The penny drops at last in Europe
IN a rational market, risk as well as return is at the forefront of investors’ minds. They demand a high rate of interest to lend to risky companies, individuals or countries – and a low one to invest in safe havens.
The problem during bubbles is that investors drunk on excessive liquidity – and who thus suddenly have more money than sense or profitable opportunities at their disposal – stop making such judgments. They start to act as if all assets are equally riskless. The once massive gulf between yields on junk bonds and those on safe investments shrank to ridiculously low levels as the bubble blew out of control five years ago.
The race for yield was predicated on the faulty assumption that overall risk had diminished permanently, as a result of globalisation, financial innovation and low inflation. The collapse in the real cost of borrowing was seen as proof of progress, rather that the manifestation of the mother of all bubbles in the bond markets (caused in the first instance by central banks’ encouragement of excessive liquidity, combined with government-created moral hazard).
Dodgy, over-leveraged deals could raise funds on great terms – as, infamously, could sub-prime borrowers. The Eurozone was affected by this global bubble, of course, but the launch of the euro and the accompanying propaganda from the political establishment triggered an even more disastrous mispricing of risk across the continent. Prior to the single currency’s launch, it (very sensibly) cost far more for risky countries such as Italy or Spain to borrow than it did for Germany.
But following the launch of the single currency, all government-debt became denominated in euros – and slowly everybody started to treat it as pretty much alike. After all, there was already a one-size-fits all official base rate fixed by the European Central Bank – why not the same with government bonds? The fact that this was a monetary union, not a fiscal union, was forgotten; despite obvious violations, many chose to believe the European treaties’ rules on fiscal prudence. They also convinced themselves that countries would be bailed out in extremis to preserve the euro, with the funds presumably magicked out of thin air.

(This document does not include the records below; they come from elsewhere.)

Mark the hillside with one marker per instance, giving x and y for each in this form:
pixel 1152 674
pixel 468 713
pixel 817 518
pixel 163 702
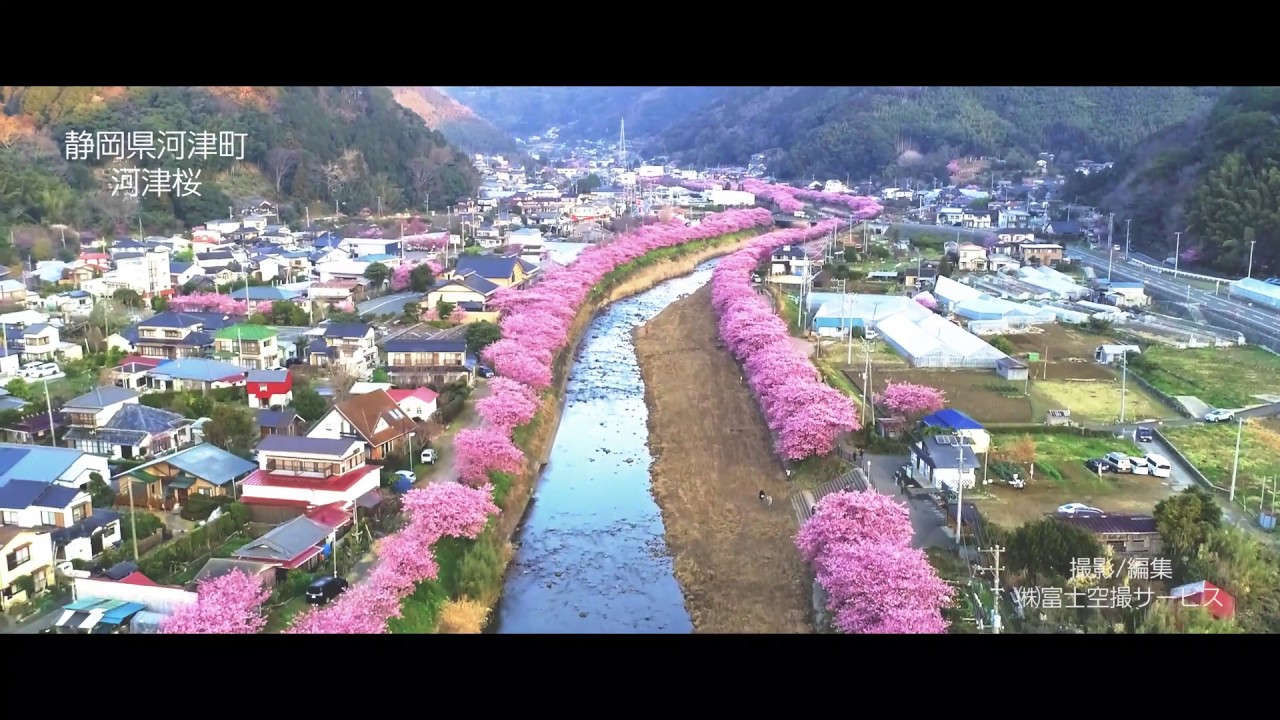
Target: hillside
pixel 886 131
pixel 455 121
pixel 1215 177
pixel 304 146
pixel 583 113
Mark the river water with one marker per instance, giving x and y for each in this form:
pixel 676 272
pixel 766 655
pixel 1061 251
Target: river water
pixel 592 556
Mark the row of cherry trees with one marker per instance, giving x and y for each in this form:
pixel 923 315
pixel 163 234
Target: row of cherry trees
pixel 535 326
pixel 805 414
pixel 233 604
pixel 859 545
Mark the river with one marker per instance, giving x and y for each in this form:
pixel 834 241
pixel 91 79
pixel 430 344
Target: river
pixel 590 555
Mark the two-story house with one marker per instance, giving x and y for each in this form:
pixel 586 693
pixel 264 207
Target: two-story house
pixel 252 347
pixel 178 335
pixel 346 345
pixel 373 418
pixel 269 388
pixel 435 359
pixel 502 270
pixel 26 564
pixel 110 422
pixel 300 473
pixel 789 260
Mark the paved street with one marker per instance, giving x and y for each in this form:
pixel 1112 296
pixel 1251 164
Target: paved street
pixel 388 304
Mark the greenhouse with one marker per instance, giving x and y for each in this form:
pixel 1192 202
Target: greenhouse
pixel 931 341
pixel 1252 290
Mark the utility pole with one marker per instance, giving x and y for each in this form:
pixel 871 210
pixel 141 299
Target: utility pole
pixel 995 570
pixel 1235 465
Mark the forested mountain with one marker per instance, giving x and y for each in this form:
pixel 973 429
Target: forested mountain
pixel 455 121
pixel 584 113
pixel 862 131
pixel 304 146
pixel 1215 177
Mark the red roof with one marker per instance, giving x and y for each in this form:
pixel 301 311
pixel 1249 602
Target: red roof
pixel 138 579
pixel 424 393
pixel 333 483
pixel 332 515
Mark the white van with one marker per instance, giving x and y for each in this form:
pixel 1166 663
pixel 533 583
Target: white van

What this meant was that mismanaged countries such as Greece were able to free ride on the credibility of countries such as Germany when it came to bond yields. The weak nations’ cost of borrowing collapsed, delivering what many supporters of the euro wrongly saw as a permanent free lunch. This had a huge effect on the likes of Spain, pushing down mortgage rates and triggering a massive house price bubble. In reality, the creation of the single currency meant that nations were more likely to go bust (and were thus riskier) because they no longer controlled their own currency. There used only to be an inflation and devaluation risk; now there is also an actual default risk. Yet instead of going up, the cost of borrowing collapsed.
The best way to understand the current increase in Italian, Spanish and increasingly French yields is that risk is finally starting to be priced rationally again – markets now realise that some countries are more likely to default or quit the euro than others. Default doesn’t necessitate real insolvency: Italy is a rich country with lots of assets. Yet a country can go bust if its political system is broken or its electorate wedded to silly policies.
But this increased realism is already turning into panic. Investors are beginning to comprehend that debt levels in several countries are simply not affordable at proper interest rates. As the penny drops, it will become ever more obvious that the euro’s launch was one of the greatest political and economic blunders of modern times.